Congrès mondial sur la communication pour le développement (Rome, 2006)

La communication pour le développement est un processus social axé sur le dialogue et ayant recours à un large éventail d’outils et de méthodes. L’objectif est de chercher à apporter des changements à différents niveaux, tels que l’écoute, la relation de confiance, le partage des connaissances et des compétences, l’application de politiques, le débat et l’apprentissage de changements importants et durables. Il ne s’agit aucunement de déployer des campagnes de relations publiques ou de communication institutionnelle.

Définition de la FAO (Food and Agriculture Organisation)

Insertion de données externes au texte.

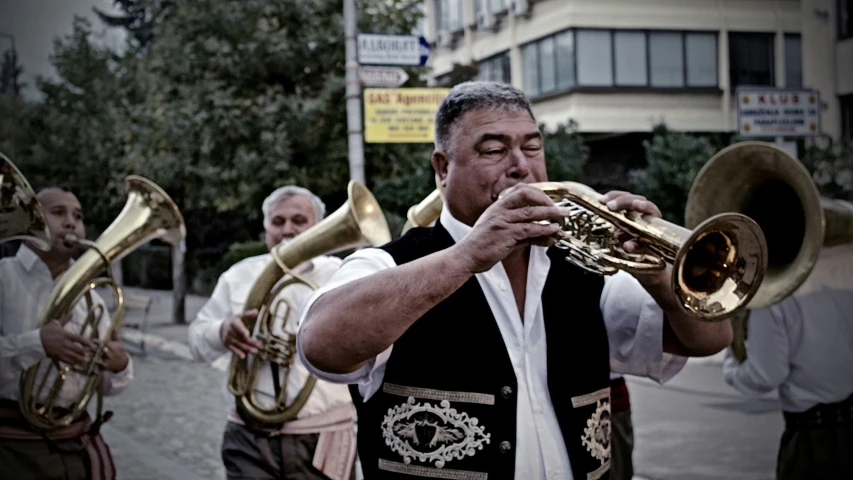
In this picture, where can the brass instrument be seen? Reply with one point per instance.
(766, 183)
(717, 266)
(358, 223)
(148, 214)
(21, 215)
(427, 211)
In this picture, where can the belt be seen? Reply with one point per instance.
(821, 415)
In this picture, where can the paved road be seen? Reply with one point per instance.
(168, 424)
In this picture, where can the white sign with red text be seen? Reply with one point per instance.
(778, 112)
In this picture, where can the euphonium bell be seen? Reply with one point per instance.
(427, 211)
(358, 223)
(717, 266)
(772, 187)
(21, 215)
(148, 214)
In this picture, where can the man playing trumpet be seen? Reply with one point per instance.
(473, 350)
(319, 443)
(26, 281)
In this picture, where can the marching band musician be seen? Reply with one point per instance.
(320, 442)
(803, 346)
(26, 280)
(474, 351)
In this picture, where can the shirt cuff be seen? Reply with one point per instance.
(646, 357)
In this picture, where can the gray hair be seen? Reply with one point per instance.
(471, 96)
(283, 193)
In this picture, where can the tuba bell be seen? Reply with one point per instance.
(427, 211)
(766, 183)
(148, 214)
(21, 215)
(358, 223)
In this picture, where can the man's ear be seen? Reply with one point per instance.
(440, 163)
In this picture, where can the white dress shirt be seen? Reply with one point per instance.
(25, 285)
(635, 331)
(228, 299)
(803, 345)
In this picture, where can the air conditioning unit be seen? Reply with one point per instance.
(444, 39)
(519, 8)
(486, 20)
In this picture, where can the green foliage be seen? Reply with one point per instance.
(565, 153)
(674, 159)
(831, 169)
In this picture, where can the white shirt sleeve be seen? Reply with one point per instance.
(634, 324)
(767, 364)
(358, 265)
(203, 333)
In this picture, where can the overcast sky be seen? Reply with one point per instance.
(35, 23)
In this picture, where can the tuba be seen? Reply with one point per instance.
(427, 211)
(21, 216)
(766, 183)
(717, 266)
(358, 223)
(148, 214)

La communication pour le développement comprend de nombreux médias et approches -médias populaires et groupements sociaux traditionnels, radio rurale pour le développement communautaire, modules vidéo et multimédia pour la formation des agriculteurs, et l’Internet pour raccorder les chercheurs, les éducateurs, les vulgarisateurs et les groupements de producteurs entre eux ainsi qu’aux sources d’information mondiales. Que les villages soient raccordés au monde externe par des réseaux modernes de télécommunications, apprennent les soins de santé à partir de dictons et de chants populaires ou écoutent les émissions de radio sur les meilleures pratiques agricoles, les processus sont les mêmes - les gens communiquent et apprennent ensemble.

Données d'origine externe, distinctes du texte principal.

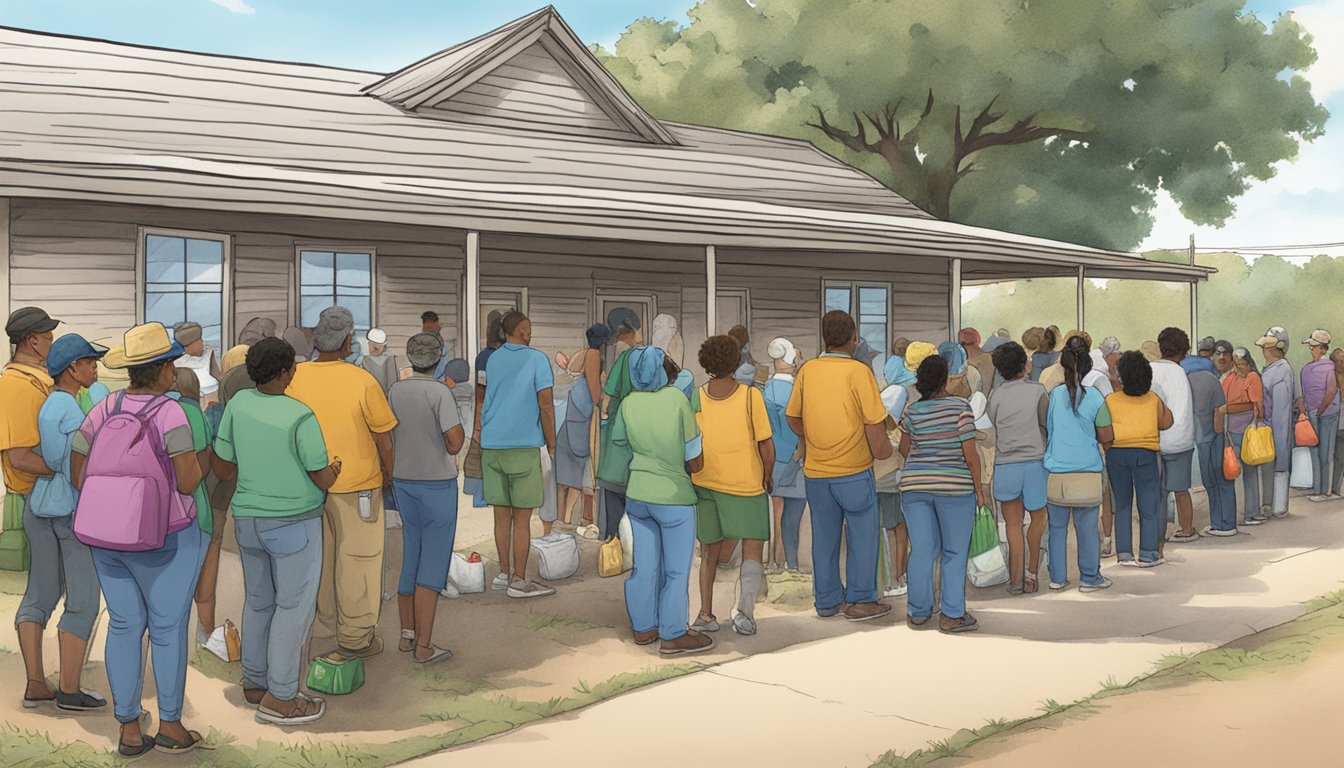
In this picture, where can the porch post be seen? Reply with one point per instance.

Définition de la Fondation Charles Leopold Mayer

« Les technologies de la communication sont tout sauf neutres. Elles influencent les relations sociales, les anticipent, les modèrent » Michel Sauquet Le développement économique et social des zones les moins nanties de la planète suppose entre autres facteurs des démarches et des techniques de communication, traditionnelles ou modernes, permettant : 1. l’expression des logiques, des savoir-faire et des besoins des populations concernées ; 2. l’échange et le transfert de méthodologies et de technologies. A la base de la réflexion sur la communication pour le développement à la fondation, une préoccupation : comment les « sans voix » et les groupes marginalisés peuvent-ils utiliser la communication pour se faire entendre et acquérir un certain pouvoir ? Pour la Fondation, la communication est définie comme « un ensemble de pratiques sociales diversifiées, une constellation de processus sociaux (1) ». Il s’agit d’un « processus multiforme qui ne saurait se résumer aux fameuses NTIC (nouvelles technologies de l’information et de la communication) et qui englobe également une multitude de pratiques populaires […] par lesquelles les groupes sociaux […] s’efforcent de se faire entendre, d’être reconnus comme interlocuteurs, de faire avancer la démocratie au niveau local comme au niveau national ».

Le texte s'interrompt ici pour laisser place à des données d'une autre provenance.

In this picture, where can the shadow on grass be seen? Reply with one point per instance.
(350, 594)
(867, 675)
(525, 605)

Définition du CSCC (Communication for Social Change Consortium)

Communication pour le changement social est défini comme un processus de dialogue public et privé à travers lequel les populations définissent qui elles sont, ce qu’elles veulent et comment elles peuvent l’obtenir. Le changement social est un changement dans la vie des populations défini par elles-mêmes. Ce travail cherche particulièrement à amélioré la vie de ceux qui sont marginalisés politiquement et économiquement selon des principes de tolérance, d’auto-détermination, d’équité de justice sociale et de participation active pour tous.